Prisoners at high risk of mental illness in Italy

Depression, suicide potential up to nine times higher

Prisoners at high risk of mental illness in Italy

Rome, April 12 - As many as one third of prison inmates are at high risk of developing a mental illness, said psychiatrists gathered for a conference Friday. About 20,000 of the 70,000 inmates in Italian prisons have developed diseases such as psychosis, depression, severe anxiety, and bipolar disorder, say the experts gathered for a national congress of young psychiatrists. Some were mentally unwell before prison; others developed disorders once inside what some have described as "hell," according to the psychiatrists. Early investments in mental health - before people become so ill that they commit crimes and wind up in jail - would be money well spent, the experts say.

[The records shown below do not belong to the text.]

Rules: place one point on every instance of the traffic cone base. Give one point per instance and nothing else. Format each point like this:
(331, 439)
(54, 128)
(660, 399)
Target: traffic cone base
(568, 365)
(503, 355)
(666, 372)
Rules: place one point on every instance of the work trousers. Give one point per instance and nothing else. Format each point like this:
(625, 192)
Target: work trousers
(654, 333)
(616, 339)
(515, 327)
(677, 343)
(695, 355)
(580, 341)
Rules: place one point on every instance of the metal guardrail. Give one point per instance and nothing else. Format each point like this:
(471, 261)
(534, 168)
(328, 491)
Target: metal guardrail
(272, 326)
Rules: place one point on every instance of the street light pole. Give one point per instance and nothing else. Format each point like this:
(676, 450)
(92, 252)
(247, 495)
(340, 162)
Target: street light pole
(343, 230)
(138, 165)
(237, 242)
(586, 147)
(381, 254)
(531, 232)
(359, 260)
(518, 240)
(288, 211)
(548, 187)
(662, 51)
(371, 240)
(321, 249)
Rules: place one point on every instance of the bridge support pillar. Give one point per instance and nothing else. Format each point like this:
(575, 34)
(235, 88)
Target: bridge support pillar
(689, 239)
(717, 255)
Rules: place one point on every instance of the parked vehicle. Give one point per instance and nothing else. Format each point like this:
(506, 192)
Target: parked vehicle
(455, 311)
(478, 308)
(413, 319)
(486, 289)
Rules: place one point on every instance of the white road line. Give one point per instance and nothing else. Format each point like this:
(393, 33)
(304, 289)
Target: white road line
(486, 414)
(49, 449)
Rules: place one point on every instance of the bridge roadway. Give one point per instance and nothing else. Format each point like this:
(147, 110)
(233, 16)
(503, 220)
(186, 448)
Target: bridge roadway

The statistics show "everything that happens after years of neglect on the part of Italian mental health services, and this is the bill that must be paid," said Claudio Mencacci, president of the Italian Society of Psychiatry. In fact, prison inmates are nine times more likely to attempt suicide than in the general Italian population - and that rate is quickly climbing. Since 1960, a 300% increase in prison suicides has been reported. Guards dealing with prisoners are also becoming less mentally healthy, the experts say: between 2000 and 2011, 68 suicides were reported among Italian prison workers. Overcrowding in prisons contributes to the problem. Italian prisons are among the most crowded in Europe, with as many as 150 inmates per 100 beds, compared with an average of 107 in the rest of Europe.